The presence and position of the Cedar in the middle of the flag is directly inspired by the mountains of Lebanon cedar (Cedrus libani). The Cedar is a symbol of holiness, eternity and peace. As an emblem of longevity, the cedar of Lebanon has its origin in many biblical references.
The flag of Jordan, officially adopted on 16 April 1928, is based on the 1917 flag of the Arab Revolt against the Ottoman Empire during World War I. The flag consists of horizontal black, white, and green bands that are connected by a red chevron. The colors stand are the Pan-Arab Colors, representing the Abbasid (black band), Umayyad (white band), and Fatimid (green band) caliphates. The red chevron is for the Hashemite dynasty, and the Arab Revolt.
In addition to the bands and chevron, a white star with seven points is featured on the hoist side of the red chevron. The star stands for the unity of the Arab people. Its seven-pointed star refers to the seven verses of Al-Fatiha. The seven points represent faith in one God, humanity, humility, national spirit, virtue, social justice, and aspiration.
The flag of Israel was adopted on 28 October 1948, five months after the establishment of the State of Israel. It depicts a blue Star of David on a white background, between two horizontal blue stripes.

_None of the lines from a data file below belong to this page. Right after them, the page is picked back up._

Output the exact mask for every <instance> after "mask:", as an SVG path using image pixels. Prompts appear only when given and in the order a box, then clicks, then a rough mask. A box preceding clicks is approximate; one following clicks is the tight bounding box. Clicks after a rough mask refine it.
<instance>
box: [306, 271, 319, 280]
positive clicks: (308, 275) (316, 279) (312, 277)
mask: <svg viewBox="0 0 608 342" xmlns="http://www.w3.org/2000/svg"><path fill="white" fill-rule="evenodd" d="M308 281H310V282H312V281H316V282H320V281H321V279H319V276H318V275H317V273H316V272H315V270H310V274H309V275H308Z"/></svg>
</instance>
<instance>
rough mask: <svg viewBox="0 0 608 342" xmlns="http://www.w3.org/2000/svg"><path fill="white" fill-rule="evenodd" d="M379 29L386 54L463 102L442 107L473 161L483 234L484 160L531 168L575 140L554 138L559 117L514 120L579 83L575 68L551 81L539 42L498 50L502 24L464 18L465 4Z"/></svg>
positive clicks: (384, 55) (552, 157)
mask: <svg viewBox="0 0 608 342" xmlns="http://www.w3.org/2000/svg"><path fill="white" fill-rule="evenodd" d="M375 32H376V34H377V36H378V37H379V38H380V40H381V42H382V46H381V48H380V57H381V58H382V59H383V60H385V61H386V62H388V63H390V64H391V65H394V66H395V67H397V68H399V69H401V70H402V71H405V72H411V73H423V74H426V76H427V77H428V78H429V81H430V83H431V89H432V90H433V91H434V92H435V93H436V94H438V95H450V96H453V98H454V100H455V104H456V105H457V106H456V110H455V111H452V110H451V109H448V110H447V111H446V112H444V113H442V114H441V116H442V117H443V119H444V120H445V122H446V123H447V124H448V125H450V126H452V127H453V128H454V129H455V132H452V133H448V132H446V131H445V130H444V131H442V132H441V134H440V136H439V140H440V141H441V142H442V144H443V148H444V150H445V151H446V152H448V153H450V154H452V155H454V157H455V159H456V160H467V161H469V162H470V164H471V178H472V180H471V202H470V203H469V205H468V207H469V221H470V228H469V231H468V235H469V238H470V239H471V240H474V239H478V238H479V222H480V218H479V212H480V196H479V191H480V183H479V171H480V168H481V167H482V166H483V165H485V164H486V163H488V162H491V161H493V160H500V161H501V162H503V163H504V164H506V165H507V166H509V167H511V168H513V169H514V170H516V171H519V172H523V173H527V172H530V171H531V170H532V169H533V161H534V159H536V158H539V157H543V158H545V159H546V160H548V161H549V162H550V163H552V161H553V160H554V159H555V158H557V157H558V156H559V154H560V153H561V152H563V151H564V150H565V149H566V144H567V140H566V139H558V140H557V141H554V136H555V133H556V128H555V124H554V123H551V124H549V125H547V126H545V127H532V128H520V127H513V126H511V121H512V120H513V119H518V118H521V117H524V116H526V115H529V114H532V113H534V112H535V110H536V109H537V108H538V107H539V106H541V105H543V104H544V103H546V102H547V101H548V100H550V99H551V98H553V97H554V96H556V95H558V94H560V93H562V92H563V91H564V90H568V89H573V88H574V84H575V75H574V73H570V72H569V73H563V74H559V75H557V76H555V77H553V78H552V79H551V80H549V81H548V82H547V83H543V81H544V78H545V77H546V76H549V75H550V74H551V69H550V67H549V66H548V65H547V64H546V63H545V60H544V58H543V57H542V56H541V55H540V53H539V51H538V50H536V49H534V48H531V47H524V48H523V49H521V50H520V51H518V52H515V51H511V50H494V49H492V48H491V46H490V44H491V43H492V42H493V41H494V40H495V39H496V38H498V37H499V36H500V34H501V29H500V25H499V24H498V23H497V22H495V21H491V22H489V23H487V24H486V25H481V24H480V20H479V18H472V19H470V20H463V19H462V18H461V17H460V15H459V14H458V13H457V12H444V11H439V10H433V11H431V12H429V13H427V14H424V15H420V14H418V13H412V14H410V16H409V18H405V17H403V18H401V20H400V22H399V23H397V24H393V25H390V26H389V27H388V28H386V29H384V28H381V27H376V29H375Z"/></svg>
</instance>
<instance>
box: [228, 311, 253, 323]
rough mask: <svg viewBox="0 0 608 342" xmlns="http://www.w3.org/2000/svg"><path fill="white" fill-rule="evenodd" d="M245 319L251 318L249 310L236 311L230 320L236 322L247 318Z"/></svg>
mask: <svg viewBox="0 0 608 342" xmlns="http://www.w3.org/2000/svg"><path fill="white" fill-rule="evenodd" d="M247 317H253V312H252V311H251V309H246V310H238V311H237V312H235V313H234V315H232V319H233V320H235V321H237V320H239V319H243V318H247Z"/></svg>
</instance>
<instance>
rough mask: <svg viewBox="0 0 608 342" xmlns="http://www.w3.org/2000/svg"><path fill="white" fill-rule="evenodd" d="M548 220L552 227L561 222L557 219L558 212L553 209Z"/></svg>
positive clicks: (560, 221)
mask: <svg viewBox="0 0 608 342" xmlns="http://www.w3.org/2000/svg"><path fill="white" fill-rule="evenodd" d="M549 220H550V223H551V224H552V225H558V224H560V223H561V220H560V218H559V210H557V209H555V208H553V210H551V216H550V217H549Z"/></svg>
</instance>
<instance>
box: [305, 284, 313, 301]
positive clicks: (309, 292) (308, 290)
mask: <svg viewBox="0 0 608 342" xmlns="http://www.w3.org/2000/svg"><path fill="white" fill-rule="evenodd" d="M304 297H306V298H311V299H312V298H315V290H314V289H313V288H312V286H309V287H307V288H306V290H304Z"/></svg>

The blue colour is described as “dark sky-blue”, and varies from flag to flag, ranging from a hue of pure blue, sometimes shaded almost as dark as navy blue, to hues about 75% toward pure cyan and shades as light as very light blue.
The flag was designed for the Zionist Movement in 1891. The basic design recalls the Tallit (טַלִּית), the Jewish prayer shawl, which is white with black or blue stripes. The symbol in the center represents the Star of David (Magen David, מָגֵן דָּוִד), a Jewish symbol dating from late medieval Prague, which was adopted by the First Zionist Congress in 1897.
The flag of Iraq (Arabic: علم العراق) includes the three equal horizontal red, white, and black stripes of the Arab Liberation flag.
This basic tricolor has been in use since its adoption on 31 July 1963, with several changes to the green symbols in the central white stripes; the most recent version adopted on 29 January 2008 bears the takbīr rendered in dark green. The colours of Iraq’s flag represent 4 different things: Black represents oppression and triumph, White represents bright future and generosity, Red stands for the blood of martyrs, and Green stands for Islam.